Un fils "dépeint comme un monstre". Pour tout comprendre de cette affaire, il faut replacer les choses dans leur contexte. Séverine Servat de Rugy a eu ce fils avec l'ancien député socialiste Jérôme Guedj, qui est l'actuel compagnon d'Émilie Frèche. Et l'enfant de 11 ans, qui montre des signes de précocité, vit aujourd'hui en garde alternée, tantôt chez sa mère, tantôt chez son père. Alertée par des amis, mais aussi des confrères, la journaliste de Gala s'est procuré un exemplaire de Vivre ensemble. Et y a reconnu son fils, "dépeint dans ce livre comme un monstre", dénonce-t-elle dans les colonnes de L'Express. Quant au personnage de la mère qui, selon Séverine Servat de Rugy, n'est autre qu'elle-même, il est qualifié de "folle", "cinglée" et même "pute". 

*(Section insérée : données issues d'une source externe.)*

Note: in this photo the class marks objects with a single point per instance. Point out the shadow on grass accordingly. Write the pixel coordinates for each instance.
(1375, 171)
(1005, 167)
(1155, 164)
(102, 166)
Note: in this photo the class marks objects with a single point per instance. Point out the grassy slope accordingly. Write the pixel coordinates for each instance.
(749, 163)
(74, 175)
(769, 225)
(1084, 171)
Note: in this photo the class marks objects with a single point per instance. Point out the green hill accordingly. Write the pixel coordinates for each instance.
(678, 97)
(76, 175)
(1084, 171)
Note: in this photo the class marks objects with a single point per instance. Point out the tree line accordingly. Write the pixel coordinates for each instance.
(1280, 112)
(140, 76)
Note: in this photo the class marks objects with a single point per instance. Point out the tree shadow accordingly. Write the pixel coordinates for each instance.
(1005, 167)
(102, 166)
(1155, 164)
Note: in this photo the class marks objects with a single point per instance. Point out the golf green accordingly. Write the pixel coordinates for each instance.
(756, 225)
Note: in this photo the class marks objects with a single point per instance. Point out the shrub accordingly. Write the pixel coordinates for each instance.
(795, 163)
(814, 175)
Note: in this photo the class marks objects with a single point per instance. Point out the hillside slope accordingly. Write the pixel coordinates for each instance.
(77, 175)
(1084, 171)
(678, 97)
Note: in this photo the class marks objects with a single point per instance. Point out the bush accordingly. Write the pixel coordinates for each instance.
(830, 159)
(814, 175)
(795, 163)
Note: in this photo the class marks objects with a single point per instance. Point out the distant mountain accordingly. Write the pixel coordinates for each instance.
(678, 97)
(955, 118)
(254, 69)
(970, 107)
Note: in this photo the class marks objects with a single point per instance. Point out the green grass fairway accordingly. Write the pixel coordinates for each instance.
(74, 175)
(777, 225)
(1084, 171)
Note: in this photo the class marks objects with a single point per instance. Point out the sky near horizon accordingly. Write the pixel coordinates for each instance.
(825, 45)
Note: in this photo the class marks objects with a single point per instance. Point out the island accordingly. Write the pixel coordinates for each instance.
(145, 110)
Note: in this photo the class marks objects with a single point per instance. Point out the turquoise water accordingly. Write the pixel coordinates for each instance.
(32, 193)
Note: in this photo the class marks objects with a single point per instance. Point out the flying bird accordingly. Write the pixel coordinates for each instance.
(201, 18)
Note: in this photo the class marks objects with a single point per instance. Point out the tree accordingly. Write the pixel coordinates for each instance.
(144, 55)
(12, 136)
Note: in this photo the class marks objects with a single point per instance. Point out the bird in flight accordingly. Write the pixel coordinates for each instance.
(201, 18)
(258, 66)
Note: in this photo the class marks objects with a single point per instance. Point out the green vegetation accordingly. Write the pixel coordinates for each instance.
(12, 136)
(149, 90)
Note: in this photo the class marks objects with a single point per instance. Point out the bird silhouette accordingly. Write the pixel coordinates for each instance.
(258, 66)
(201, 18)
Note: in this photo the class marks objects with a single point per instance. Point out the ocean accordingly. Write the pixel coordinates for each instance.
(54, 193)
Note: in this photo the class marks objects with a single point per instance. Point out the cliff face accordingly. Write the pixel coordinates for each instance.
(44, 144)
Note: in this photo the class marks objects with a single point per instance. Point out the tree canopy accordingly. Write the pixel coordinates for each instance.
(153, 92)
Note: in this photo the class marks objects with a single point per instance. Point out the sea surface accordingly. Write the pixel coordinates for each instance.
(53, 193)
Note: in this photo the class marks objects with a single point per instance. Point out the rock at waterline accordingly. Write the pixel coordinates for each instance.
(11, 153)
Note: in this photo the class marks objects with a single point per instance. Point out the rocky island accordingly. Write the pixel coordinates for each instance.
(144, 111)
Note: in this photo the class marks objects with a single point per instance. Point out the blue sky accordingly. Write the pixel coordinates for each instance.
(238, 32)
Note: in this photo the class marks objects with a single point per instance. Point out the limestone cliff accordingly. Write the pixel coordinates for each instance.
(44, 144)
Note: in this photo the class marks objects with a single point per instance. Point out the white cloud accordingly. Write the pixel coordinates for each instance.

"Viol de l'intimité". "Lire ce qui est du domaine de l'emprunt massif et répété à un contexte privé, ce qui relève du viol de l'intimité sous un jour dégradant, sinon malveillant, est terriblement choquant, violent, destructeur", explique la journaliste dans l'hebdomadaire. "Je n'ai eu d'autre choix moral, éthique, que de faire savoir que j'allais m'y opposer par voie juridique. Il n'y pas d'irresponsabilité juridique des écrivains." Le 17 juillet, Séverine Servat de Rugy a donc réclamé, via son avocat Me William Bourdon, l'interdiction du roman d'Émilie Frèche, "récit nauséabond qui a gravement instrumentalisé [son] intimité". 

Un insert dans chaque exemplaire. Finalement, un accord a été trouvé avec l'éditeur Stock et la romancière, qui ont accepté la publication d'un insert dans chaque exemplaire de Vivre ensemble. Un communiqué commun précise par ailleurs que Séverine Servat de Rugy "a estimé que des passages" du livre "portaient des atteintes graves et répétées à l'intimité de sa vie privée et à celle de son enfant", ce qu'Emilie Frèche "a contesté" tout en admettant "avoir puisé une partie de son inspiration dans son vécu, notamment familial". "Séverine Servat de Rugy renonce à solliciter l'interdiction du livre mais se réserve le droit d'engager des poursuites judiciaires et de demander des dommages intérêts, pour elle-même et pour son enfant, pour le préjudice qu'elle estime avoir subi", est-il écrit.